Rutgers researchers: patients given less blood during transfusions do well

Dec. 15, 2014

Patients with heart disease who receive transfusions during surgeries do just as well with smaller amounts of blood and face no greater risk of dying from other diseases than patients who received more blood, according to a new Rutgers study. The research, published in the journal Lancet, measures overall mortality and mortality from cardiovascular disease, cancer, and severe infection, and offers new validation of a recent trend toward smaller transfusions.

For the study, led by Jeffrey Carson, chief of the Division of Internal Medicine at Rutgers Robert Wood Johnson Medical School, researchers followed 2,016 patients for as long as four years. Half received larger quantities of transfused blood; half received transfusions that were smaller by as much as two thirds.
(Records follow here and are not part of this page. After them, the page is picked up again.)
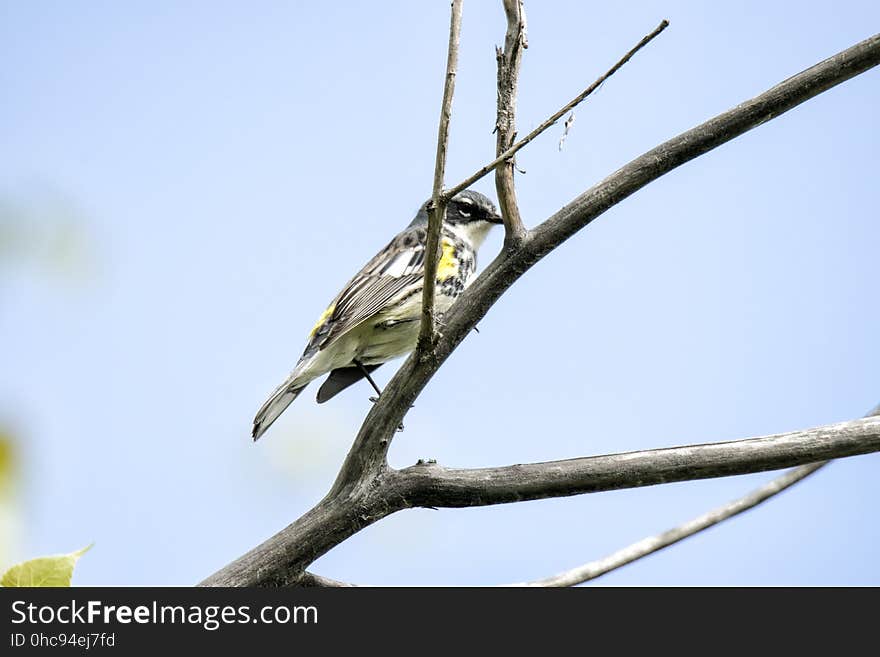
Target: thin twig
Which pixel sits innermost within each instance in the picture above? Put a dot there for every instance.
(432, 485)
(509, 61)
(510, 152)
(364, 492)
(437, 209)
(652, 544)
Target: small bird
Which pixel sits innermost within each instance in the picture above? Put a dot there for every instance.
(377, 315)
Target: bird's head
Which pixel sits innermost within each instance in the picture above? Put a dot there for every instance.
(468, 213)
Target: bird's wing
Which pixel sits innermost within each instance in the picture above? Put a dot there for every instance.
(393, 273)
(340, 379)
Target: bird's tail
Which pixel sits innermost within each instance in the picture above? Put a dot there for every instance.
(274, 406)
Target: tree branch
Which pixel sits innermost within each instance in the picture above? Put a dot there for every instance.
(509, 61)
(366, 489)
(652, 544)
(514, 149)
(431, 485)
(437, 208)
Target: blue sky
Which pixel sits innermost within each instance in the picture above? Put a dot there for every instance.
(221, 169)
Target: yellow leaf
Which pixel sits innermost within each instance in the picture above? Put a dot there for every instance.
(43, 571)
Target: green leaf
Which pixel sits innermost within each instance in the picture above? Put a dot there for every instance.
(44, 571)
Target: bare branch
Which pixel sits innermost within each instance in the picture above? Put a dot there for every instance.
(366, 489)
(509, 61)
(510, 152)
(437, 210)
(431, 485)
(652, 544)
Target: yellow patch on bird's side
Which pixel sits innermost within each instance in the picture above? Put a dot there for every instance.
(322, 319)
(448, 265)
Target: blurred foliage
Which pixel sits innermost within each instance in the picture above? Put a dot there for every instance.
(44, 228)
(9, 525)
(44, 571)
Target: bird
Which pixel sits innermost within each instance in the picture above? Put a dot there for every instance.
(376, 316)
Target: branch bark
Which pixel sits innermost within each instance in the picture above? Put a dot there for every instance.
(509, 62)
(652, 544)
(366, 489)
(437, 211)
(577, 100)
(431, 485)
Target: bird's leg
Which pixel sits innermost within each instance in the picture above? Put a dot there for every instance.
(367, 376)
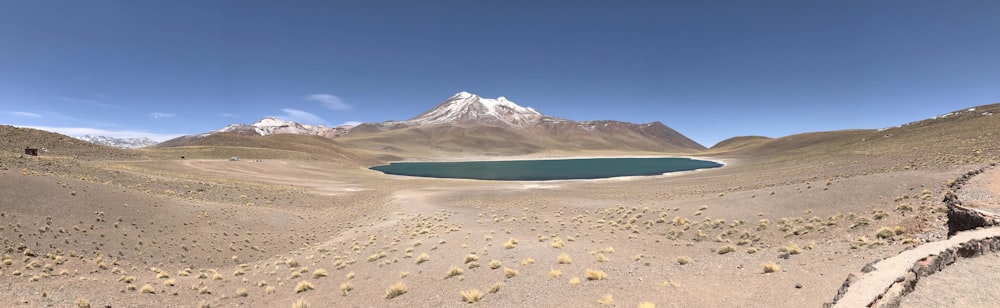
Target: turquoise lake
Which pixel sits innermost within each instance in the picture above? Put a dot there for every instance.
(542, 170)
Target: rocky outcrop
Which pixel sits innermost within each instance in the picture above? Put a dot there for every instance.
(961, 217)
(884, 283)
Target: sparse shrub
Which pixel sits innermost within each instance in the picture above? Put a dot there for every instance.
(453, 271)
(396, 290)
(771, 267)
(472, 296)
(885, 232)
(509, 272)
(791, 249)
(303, 286)
(595, 274)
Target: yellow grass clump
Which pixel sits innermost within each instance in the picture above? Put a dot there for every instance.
(396, 290)
(303, 286)
(509, 272)
(453, 271)
(471, 296)
(606, 300)
(595, 274)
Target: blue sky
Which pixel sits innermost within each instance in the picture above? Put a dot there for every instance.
(709, 69)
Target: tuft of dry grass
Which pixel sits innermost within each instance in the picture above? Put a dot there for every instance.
(345, 288)
(82, 303)
(303, 286)
(453, 271)
(771, 267)
(595, 274)
(472, 296)
(395, 290)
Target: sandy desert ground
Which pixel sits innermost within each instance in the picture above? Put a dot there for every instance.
(778, 226)
(185, 233)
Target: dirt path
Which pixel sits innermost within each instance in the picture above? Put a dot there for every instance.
(967, 283)
(310, 175)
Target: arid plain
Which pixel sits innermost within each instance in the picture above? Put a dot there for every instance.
(302, 220)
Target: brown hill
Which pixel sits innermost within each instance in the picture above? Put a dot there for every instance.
(251, 146)
(16, 139)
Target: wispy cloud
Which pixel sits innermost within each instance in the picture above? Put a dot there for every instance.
(24, 114)
(88, 102)
(300, 116)
(80, 131)
(161, 115)
(331, 102)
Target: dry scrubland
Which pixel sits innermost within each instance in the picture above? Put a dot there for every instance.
(780, 226)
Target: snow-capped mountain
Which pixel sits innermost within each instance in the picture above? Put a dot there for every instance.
(466, 121)
(271, 126)
(466, 108)
(128, 143)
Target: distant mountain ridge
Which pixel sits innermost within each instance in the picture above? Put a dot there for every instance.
(468, 122)
(126, 143)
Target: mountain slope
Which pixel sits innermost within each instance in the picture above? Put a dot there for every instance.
(469, 124)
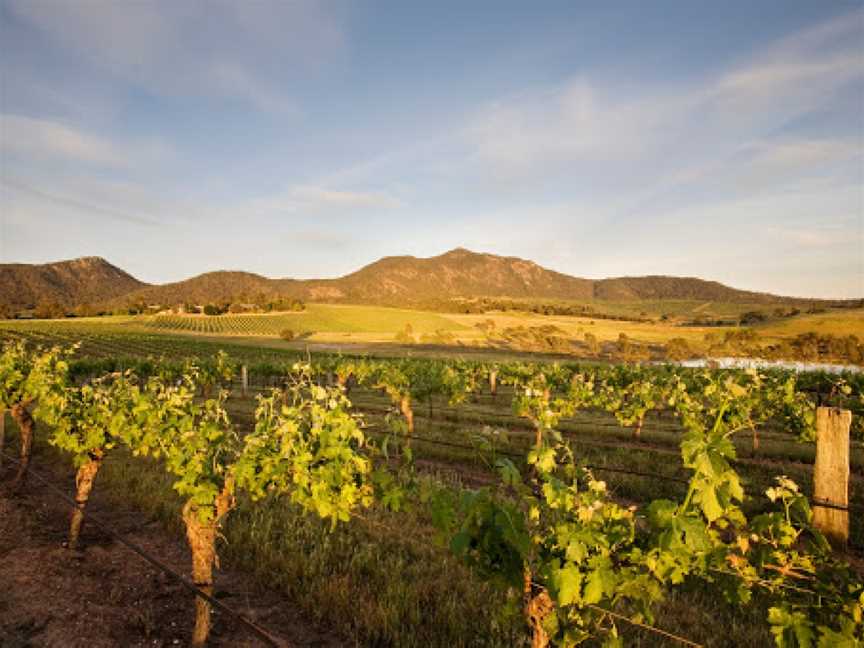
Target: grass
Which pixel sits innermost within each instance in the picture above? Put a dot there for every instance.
(840, 323)
(380, 580)
(367, 326)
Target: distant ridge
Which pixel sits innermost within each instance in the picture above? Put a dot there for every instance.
(390, 281)
(87, 280)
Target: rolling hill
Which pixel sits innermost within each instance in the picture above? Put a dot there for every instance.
(86, 280)
(391, 281)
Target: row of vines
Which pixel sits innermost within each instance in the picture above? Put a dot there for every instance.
(548, 531)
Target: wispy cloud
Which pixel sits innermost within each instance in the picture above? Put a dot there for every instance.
(216, 48)
(320, 198)
(667, 129)
(48, 140)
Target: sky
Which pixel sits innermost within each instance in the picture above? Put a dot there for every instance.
(723, 140)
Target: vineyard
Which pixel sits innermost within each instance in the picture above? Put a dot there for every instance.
(557, 504)
(271, 325)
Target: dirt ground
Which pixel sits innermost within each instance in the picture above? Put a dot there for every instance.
(106, 595)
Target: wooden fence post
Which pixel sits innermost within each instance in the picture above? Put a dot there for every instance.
(2, 434)
(831, 473)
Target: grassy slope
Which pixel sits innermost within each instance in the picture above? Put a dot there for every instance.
(376, 324)
(842, 322)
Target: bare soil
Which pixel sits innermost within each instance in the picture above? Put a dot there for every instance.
(105, 595)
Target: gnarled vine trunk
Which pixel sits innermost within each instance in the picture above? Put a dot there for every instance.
(637, 431)
(537, 608)
(2, 436)
(84, 479)
(27, 426)
(202, 542)
(408, 413)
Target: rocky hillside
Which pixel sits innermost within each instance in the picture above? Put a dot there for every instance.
(86, 280)
(391, 281)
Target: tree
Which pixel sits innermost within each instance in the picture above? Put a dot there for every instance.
(592, 344)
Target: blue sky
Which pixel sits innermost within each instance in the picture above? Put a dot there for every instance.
(305, 139)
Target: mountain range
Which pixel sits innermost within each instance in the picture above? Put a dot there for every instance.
(392, 281)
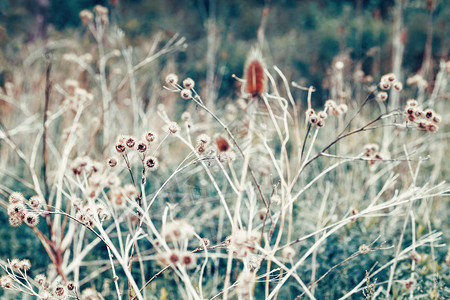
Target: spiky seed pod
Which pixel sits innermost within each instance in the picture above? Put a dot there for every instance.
(255, 78)
(31, 219)
(172, 79)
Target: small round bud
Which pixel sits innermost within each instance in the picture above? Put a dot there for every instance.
(398, 86)
(141, 147)
(120, 147)
(431, 128)
(173, 127)
(412, 102)
(382, 96)
(35, 202)
(16, 209)
(188, 83)
(313, 119)
(40, 279)
(150, 136)
(364, 249)
(186, 94)
(171, 79)
(343, 108)
(60, 290)
(429, 113)
(130, 142)
(436, 119)
(151, 163)
(112, 162)
(385, 85)
(31, 219)
(16, 197)
(309, 112)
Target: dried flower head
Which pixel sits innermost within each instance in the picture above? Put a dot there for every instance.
(151, 163)
(186, 94)
(16, 209)
(120, 147)
(112, 162)
(40, 279)
(130, 142)
(188, 83)
(288, 252)
(31, 219)
(150, 136)
(254, 75)
(141, 147)
(382, 96)
(222, 144)
(16, 197)
(172, 79)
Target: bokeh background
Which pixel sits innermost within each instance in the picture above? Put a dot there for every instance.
(303, 38)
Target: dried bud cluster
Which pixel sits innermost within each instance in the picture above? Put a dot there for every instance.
(424, 119)
(242, 243)
(330, 107)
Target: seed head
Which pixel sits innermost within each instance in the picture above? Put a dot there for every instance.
(382, 96)
(16, 197)
(398, 86)
(120, 147)
(35, 202)
(188, 83)
(31, 219)
(112, 162)
(150, 136)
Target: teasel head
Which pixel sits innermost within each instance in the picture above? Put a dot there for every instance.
(254, 75)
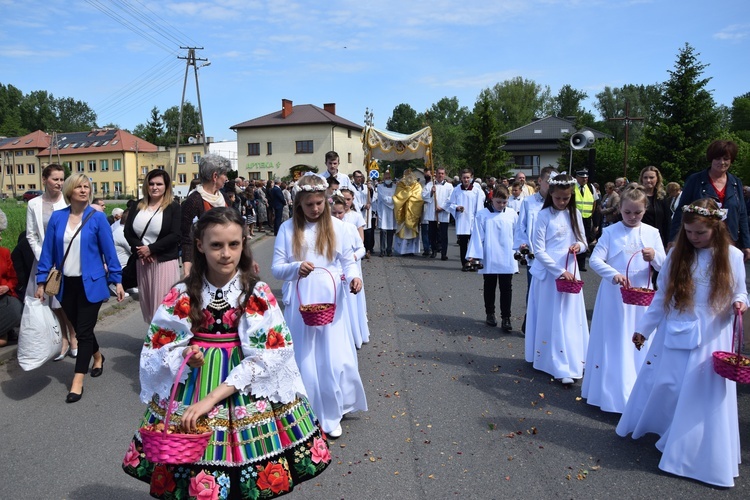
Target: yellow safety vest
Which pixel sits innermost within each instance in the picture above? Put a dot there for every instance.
(585, 203)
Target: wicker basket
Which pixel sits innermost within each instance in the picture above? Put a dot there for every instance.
(320, 314)
(163, 448)
(731, 365)
(567, 286)
(637, 296)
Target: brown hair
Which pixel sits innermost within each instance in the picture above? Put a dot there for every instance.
(572, 210)
(681, 289)
(721, 149)
(325, 242)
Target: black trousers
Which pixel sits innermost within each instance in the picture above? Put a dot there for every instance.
(505, 283)
(463, 245)
(386, 240)
(588, 225)
(83, 315)
(370, 239)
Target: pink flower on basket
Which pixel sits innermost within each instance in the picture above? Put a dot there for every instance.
(203, 486)
(319, 451)
(171, 297)
(240, 412)
(132, 457)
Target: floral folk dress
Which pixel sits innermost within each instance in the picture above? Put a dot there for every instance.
(265, 436)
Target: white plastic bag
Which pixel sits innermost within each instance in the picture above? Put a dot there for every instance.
(39, 338)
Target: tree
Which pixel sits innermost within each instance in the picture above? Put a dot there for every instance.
(686, 122)
(516, 102)
(483, 140)
(568, 102)
(447, 120)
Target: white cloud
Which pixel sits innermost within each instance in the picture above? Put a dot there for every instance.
(733, 32)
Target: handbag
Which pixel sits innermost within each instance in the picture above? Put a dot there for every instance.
(54, 276)
(40, 338)
(129, 275)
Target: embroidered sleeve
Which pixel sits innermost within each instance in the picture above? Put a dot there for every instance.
(268, 369)
(167, 336)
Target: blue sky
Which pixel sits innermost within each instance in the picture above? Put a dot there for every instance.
(357, 54)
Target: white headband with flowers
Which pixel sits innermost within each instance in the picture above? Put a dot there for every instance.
(719, 213)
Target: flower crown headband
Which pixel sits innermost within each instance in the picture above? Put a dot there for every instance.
(719, 213)
(310, 188)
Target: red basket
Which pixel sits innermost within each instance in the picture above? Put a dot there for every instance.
(567, 286)
(637, 296)
(163, 448)
(318, 314)
(730, 364)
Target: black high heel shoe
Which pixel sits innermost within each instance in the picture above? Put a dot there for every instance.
(97, 372)
(72, 397)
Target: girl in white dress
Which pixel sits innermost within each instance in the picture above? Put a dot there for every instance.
(557, 331)
(611, 362)
(358, 310)
(677, 394)
(492, 243)
(310, 256)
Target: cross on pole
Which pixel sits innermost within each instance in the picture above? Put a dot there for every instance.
(627, 119)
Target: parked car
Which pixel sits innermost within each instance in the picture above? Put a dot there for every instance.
(33, 193)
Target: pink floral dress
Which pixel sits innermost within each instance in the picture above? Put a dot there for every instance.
(265, 436)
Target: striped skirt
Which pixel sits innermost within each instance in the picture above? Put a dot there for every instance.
(155, 280)
(259, 449)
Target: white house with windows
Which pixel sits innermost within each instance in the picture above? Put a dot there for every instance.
(296, 138)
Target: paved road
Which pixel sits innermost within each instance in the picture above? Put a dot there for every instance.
(455, 411)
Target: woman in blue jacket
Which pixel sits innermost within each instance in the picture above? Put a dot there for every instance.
(716, 182)
(87, 237)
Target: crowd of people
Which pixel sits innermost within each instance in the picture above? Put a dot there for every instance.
(272, 386)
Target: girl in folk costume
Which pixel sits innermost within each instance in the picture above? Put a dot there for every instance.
(491, 242)
(343, 209)
(243, 384)
(611, 362)
(307, 249)
(556, 325)
(677, 394)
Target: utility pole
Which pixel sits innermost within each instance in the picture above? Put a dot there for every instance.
(190, 60)
(627, 119)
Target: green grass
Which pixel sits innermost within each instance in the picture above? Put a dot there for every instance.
(15, 211)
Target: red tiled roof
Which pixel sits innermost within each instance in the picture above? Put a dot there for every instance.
(302, 114)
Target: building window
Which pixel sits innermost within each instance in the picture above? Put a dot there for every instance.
(304, 147)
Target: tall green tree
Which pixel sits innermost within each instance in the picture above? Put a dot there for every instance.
(687, 120)
(516, 102)
(448, 121)
(483, 140)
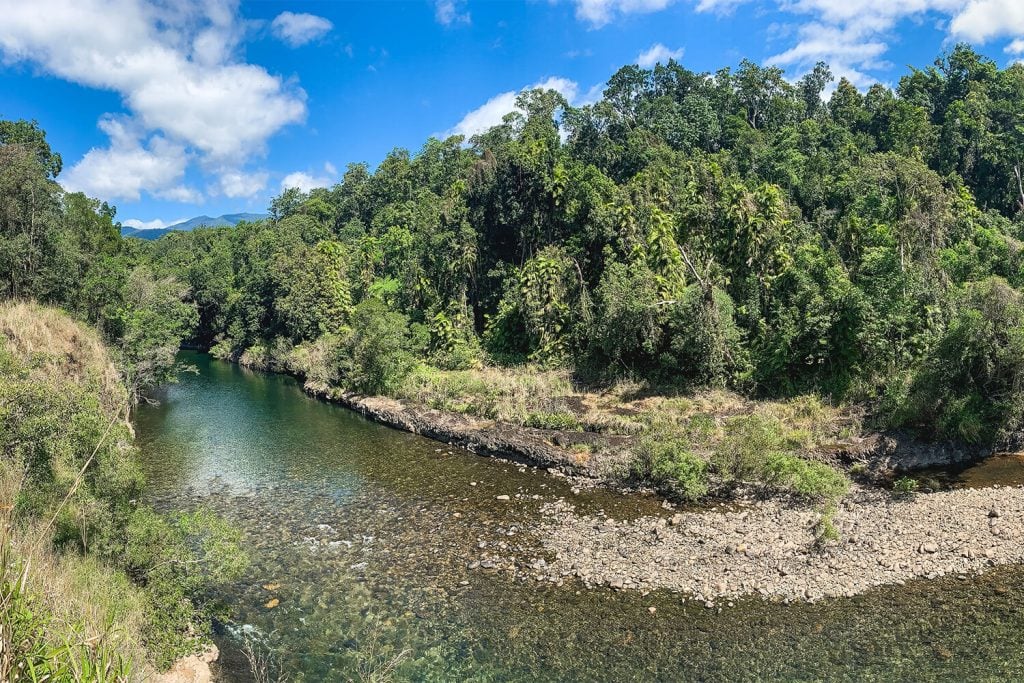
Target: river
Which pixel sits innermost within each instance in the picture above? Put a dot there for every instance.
(360, 540)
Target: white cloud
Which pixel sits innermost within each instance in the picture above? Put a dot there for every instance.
(235, 183)
(449, 11)
(306, 181)
(983, 19)
(657, 53)
(174, 65)
(297, 30)
(128, 166)
(491, 113)
(853, 36)
(601, 12)
(155, 224)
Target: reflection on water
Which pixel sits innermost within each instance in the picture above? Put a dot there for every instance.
(363, 536)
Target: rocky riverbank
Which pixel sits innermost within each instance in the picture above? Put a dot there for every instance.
(767, 548)
(540, 447)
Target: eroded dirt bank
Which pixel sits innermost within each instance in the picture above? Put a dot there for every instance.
(768, 548)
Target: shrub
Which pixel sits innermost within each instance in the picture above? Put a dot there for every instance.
(670, 462)
(556, 420)
(377, 354)
(905, 485)
(806, 478)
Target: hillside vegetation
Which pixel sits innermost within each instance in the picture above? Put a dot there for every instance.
(803, 243)
(93, 586)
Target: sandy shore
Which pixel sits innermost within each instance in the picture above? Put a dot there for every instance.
(767, 548)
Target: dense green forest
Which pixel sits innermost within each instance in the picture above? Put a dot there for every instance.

Carson and his team found no evidence of increased mortality from cardiovascular disease, cancer, or severe infection due to the amount of the blood given after surgery.

“There has been a steady decline in the amount of blood in transfusions given to patients in the past three to five years,” Carson says. “I think it is very reassuring that we have found that using less blood is okay not just from a short-term perspective, but also a long-term perspective.”

Clinicians have worried that larger amounts of transfused blood might suppress immune function—which could lead to death from infection or cancer—and that smaller transfusions might worsen a patient’s chronic heart disease by depriving the heart of oxygen and other nutrients that it might have absorbed by pumping more blood. But in both instances Carson found no difference in long-term death rates regardless of the number of transfusions.